£35 million investment values commission-free stock trading platform FreeTrade at £265 million
FreeTrade, the British share trading platform that offers “commission free” buying and selling of stocks has been valued at £265 million after raising £35 million in fresh investment. The latest round was closed with the participation of venture capital firms including New York-based Left Lane Capital.
Early investors in the company, which partly financed its development through crowdfunding, will also be invited to cash out some of their stakes on the same terms of 377p-a-share. Crowdfunding investments have been criticised for failing to offer small retail investors suitable exit opportunities, with their holdings subsequently heavily diluted by further rounds, limiting upside.
As a self-declared champion of retail investors, FreeTrade’s mission is “to get everyone investing”, it is clearly making an effort to look after the small investors that backed it early. It has raised funds via the Crowdcube crowdfunding platform a total of seven times. Its first investment round on the platform in 2016 sold shares at 7p each at a valuation of £1.9 million.
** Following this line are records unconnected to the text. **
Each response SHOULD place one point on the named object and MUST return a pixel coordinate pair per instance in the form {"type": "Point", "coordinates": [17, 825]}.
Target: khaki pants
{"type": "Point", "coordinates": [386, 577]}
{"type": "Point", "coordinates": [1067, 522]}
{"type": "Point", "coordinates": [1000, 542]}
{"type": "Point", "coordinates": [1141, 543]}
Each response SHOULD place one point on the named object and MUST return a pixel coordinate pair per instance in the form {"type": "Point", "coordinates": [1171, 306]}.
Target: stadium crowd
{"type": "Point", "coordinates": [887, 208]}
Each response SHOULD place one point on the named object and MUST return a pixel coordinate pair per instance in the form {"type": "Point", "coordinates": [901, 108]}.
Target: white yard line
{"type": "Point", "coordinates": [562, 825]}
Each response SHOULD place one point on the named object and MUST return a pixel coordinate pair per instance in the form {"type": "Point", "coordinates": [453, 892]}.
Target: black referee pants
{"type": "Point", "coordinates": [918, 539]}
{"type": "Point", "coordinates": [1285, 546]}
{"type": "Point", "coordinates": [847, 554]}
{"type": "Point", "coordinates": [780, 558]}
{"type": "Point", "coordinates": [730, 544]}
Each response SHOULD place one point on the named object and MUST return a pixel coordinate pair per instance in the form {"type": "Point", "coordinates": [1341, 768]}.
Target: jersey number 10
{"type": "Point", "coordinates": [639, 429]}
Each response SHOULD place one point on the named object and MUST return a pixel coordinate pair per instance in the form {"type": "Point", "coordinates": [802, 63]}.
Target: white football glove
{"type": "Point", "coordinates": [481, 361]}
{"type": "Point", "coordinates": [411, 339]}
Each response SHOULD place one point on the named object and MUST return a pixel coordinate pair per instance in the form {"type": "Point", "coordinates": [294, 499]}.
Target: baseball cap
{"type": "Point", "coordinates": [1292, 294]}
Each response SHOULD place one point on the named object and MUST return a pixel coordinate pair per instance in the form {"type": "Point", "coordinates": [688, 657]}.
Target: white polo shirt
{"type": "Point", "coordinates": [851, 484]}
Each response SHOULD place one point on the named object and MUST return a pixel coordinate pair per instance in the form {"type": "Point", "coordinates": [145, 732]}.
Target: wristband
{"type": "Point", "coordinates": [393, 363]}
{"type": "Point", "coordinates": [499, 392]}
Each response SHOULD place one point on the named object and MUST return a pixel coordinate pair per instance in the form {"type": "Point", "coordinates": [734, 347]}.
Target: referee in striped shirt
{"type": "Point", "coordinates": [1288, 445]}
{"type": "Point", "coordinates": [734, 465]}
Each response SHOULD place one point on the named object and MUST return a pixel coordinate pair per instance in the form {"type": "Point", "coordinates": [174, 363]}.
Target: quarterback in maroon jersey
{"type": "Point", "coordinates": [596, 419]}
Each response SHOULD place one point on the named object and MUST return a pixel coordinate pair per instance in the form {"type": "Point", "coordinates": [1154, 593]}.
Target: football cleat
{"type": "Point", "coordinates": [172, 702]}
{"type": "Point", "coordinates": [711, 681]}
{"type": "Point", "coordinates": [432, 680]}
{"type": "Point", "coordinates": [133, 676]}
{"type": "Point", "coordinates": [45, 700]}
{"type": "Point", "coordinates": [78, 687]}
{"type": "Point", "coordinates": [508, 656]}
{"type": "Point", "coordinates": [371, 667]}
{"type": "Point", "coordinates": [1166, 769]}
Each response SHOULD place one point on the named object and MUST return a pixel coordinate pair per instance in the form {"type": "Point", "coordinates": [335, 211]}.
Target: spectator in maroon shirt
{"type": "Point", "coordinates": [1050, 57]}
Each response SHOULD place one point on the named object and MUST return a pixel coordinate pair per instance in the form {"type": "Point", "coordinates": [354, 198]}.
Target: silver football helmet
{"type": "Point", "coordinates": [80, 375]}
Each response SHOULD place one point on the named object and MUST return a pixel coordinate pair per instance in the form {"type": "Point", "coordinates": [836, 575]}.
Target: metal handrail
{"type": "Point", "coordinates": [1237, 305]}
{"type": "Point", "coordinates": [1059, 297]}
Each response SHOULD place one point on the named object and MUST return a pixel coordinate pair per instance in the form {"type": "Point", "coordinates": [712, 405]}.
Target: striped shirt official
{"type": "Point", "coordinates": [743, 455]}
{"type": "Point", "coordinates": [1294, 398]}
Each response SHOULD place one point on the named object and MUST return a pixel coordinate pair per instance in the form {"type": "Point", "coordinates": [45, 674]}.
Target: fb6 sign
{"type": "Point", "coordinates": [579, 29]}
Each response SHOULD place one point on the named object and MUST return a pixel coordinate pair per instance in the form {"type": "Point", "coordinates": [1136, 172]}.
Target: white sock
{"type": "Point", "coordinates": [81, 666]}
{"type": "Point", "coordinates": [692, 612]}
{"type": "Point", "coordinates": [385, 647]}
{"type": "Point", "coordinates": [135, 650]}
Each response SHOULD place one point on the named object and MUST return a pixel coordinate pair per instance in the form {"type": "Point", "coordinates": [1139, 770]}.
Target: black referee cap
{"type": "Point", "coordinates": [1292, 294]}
It now has 13,000 private shareholders who invested via Crowdcube. If those who put their money in at the first opportunity choose to take the option to sell some of their shares now, they stand to realise a return of over 5000%.
FreeTrade chief executive Adam Dodds, a 37-year-old former chartered accountant with KPMG, told investors the company will use the £35 million in new capital raised to fund more international expansion. Offices were recently opened in both Australia and Sweden.
The start-up claims to have 600,000 account holders, up from just 100,000 a year ago and quarterly trading volumes have, says Dodds, now surpassed £1 billion. The company makes money on monthly fees charged for wrappers like ISAs and SIPPs, rather than a commission on individual buy or sell transactions. A margin is also made on foreign exchange conversion fees charged on overseas stock transactions.
Budget brokers offering beginner investors a cheap way to start gaining investing experience have become popular in recent years. The biggest is U.S.-based RobinHood, which recently attracted controversy when it banned its users from trading a number of stocks like GameStop.
Earlier this year, thousands of crowd-sourced and coordinated retail investors started targeting the stocks of GameStop and a number of other companies hedge funds had extensive short positions on. Their goal was to ‘squeeze’ the hedge funds’ short positions by driving up the price of the company shares, forcing them to close positions and lock-in losses.
The crowd’s argument is that they are simply playing predatory hedge funds at their own game. The financial establishment called it market manipulation and RobinHood and other trading platforms popular with retail investors restricted trading on targeted stocks.
FreeTrade has also benefitted from the rapid rise in interest in investing and trading by new demographics over lockdown but will hope to avoid similar controversy as it grows. Dodds commented on his company’s latest investment round:
“This is a transformational investment that will supercharge our mission to get everyone investing.”